We also note the following obvious example, establishing the connection with ordinary monads.

Example: As we have previously seen, an \mathsf{Id}-relative monad is the same thing as an ordinary monad. The associated Kleisli construction is also the same as in the case of ordinary monads.

The Kleisli Adjunction

For J : \mathcal{B} \rightarrow \mathcal{D}, and J-relative monad (\mathbb{T}, \eta, (-)^*), we have the following functors:

  • F_{\mathbb{T}} : \mathcal{B} \rightarrow \mathbf{Kl}(\mathbb{T}), with F_{\mathbb{T}}(B) = B, and F_{\mathbb{T}}(h) = \eta_B \cdot J(h).
  • U_{\mathbb{T}} : \mathbf{Kl}(\mathbb{T}) \rightarrow \mathcal{D}, with U_{\mathbb{T}}(B)  = \mathbb{T}(B) and U_{\mathbb{T}}(h) = h^*.

It is a routine exercise to show that F_{\mathbb{T}} is a J-relative left adjoint of U_{\mathbb{T}}, and that this adjunction induces the relative monad \mathbb{T}.

We can form a category with objects resolutions of a fixed J-relative monad. A morphism of resolutions via categories \mathcal{C}_1 and \mathcal{C}_2 is a functor H : \mathcal{C}_1 \rightarrow \mathcal{C}_2 commuting with the left and right adjoints in the obvious way. The Kleisli adjunction is initial in this category. For another resolution with left adjoint L, the unique Kleisli comparison functor is given on objects by K(B) = L(B) and on morphisms K(h) is the transpose of h under the codomain adjunction. As taking transposes is a bijection, this functor is full and faithful.

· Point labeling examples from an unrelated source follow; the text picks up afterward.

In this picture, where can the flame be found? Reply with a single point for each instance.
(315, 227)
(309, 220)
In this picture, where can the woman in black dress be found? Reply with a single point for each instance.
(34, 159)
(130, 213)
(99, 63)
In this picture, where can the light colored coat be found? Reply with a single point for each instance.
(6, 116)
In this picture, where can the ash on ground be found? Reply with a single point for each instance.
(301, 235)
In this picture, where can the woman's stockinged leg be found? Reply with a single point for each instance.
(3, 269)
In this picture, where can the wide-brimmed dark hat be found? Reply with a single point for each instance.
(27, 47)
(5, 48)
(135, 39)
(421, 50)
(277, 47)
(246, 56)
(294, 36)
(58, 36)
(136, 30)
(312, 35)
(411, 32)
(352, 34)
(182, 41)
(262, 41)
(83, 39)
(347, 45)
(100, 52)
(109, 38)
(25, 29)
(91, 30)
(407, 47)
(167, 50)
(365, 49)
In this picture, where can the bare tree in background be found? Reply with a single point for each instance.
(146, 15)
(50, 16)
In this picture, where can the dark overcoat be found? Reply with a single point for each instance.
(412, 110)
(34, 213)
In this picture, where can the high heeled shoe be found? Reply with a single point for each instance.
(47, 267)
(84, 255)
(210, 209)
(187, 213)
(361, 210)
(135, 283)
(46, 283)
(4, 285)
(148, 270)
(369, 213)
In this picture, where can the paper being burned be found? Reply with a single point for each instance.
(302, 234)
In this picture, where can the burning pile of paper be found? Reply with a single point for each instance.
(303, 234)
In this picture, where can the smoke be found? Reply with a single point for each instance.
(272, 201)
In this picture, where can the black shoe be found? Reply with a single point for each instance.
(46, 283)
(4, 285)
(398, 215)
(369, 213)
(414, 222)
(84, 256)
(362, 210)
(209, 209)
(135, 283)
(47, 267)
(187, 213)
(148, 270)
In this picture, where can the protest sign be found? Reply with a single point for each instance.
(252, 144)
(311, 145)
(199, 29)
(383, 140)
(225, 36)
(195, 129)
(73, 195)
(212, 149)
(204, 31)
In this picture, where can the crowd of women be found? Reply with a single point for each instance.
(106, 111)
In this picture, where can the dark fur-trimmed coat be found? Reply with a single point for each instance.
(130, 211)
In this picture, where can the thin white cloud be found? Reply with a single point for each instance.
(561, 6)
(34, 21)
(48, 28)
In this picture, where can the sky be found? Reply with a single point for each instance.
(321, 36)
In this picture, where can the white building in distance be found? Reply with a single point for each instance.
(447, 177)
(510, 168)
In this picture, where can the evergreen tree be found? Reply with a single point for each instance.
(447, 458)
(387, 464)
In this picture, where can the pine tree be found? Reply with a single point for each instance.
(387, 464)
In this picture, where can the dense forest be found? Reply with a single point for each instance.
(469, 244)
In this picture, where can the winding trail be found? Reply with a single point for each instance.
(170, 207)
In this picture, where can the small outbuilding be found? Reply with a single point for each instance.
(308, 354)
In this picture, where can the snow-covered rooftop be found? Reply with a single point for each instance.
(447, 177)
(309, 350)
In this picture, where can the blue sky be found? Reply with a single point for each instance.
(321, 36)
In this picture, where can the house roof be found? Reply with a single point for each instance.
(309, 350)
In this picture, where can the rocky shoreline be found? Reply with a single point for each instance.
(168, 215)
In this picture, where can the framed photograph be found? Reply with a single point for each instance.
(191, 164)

Generalising the situation for ordinary monads:

  • The comparison functor is an isomorphism iff L is bijective on objects.
  • The comparison functor is an equivalence iff L is essentially surjective.

Conclusion

We have seen that every relative monad is induced by an adjunction, via a generalisation of the Kleisli construction for ordinary monads. The resulting Kleisli categories were surprisingly varied, given the extra flexibility that relative monads provide.

Given what we have learned about ordinary monad theory, we should ask ourselves whether there is an analogue of the Eilenberg-Moore construction as well. That is the topic we will address next time.

Futher reading: The Kleisli construction for relative monads appears in “Monads need not be endofunctors”. That the characterisation of adjunctions of Kleisli type generalises to the relative setting appears in Nathanael Arkor’s thesis, where they serve an important role in connection to algebra.